Proof. sketch [1407A]

    1. By the proof of Proposition 1405, the kernel of the following ring homomorphism $$\varphi : F[x] \to K, \qquad a(x) \mapsto a(\alpha)$$ is $\left( m_{\alpha, F}(x) \right)$. By the First Isomorphism Theorem, $$F[x] / \left( m_{\alpha, F}(x) \right) \to \mathrm{Im}\varphi, \qquad \overline{a(x)} \mapsto a(\alpha)$$ is a well-defined isomorphism. Moreover, in the proof of Proposition 1403, we have shown $\mathrm{Im}\varphi = F(\alpha)$. And by Theorem 1206, $[F(\alpha) : F] = \deg m_{\alpha, F}(x)$.

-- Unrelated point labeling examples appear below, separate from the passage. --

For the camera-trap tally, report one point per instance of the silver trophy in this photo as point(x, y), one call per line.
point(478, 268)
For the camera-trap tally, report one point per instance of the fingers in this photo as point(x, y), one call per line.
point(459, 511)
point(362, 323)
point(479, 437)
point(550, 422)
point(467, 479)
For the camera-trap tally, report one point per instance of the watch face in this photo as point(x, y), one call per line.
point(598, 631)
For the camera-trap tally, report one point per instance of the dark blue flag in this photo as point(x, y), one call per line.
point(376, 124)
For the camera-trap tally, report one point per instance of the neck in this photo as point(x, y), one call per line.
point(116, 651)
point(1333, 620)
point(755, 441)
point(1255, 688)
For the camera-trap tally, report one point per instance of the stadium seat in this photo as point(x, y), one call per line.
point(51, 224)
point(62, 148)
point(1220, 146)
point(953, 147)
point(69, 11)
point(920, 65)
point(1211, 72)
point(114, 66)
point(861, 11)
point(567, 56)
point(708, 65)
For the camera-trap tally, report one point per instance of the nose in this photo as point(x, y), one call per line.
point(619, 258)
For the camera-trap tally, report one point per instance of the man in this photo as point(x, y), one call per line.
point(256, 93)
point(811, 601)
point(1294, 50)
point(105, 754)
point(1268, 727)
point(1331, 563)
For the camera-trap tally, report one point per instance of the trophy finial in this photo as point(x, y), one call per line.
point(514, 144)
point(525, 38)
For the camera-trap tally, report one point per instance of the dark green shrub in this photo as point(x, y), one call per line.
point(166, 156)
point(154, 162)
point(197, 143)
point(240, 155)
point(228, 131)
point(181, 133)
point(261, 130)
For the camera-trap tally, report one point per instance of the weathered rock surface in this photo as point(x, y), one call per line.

    2. Suppose $\frac{a(x)}{b(x)} = \frac{c(x)}{d(x)}$, then $$a(x)d(x) = b(x)c(x) \implies a(\alpha)d(\alpha) = b(\alpha)c(\alpha) \implies a(\alpha)b(\alpha)^{-1} = c(\alpha)d(\alpha)^{-1}.$$ So the map is well-defined. Also, it is clearly a field homomorphism. By definition of $F(\alpha)$, it is surjective. Denote the map by $\phi$. If $\phi$ is not injective, then there exists $\frac{a(x)}{b(x)}\in F(x)$ such that $a(\alpha) b(\alpha)^{-1} = 0 \implies a(\alpha) = 0$. Then $\alpha$ is algebraic, contradicting $\alpha$ is transcendental. So $\phi$ is an isomorphism.

      Now, if $[F(\alpha) : F] < \infty$, then by Proposition 1403, $\alpha$ is algebraic over $F$, a contradiction. So $[F(\alpha) : F] = \infty$.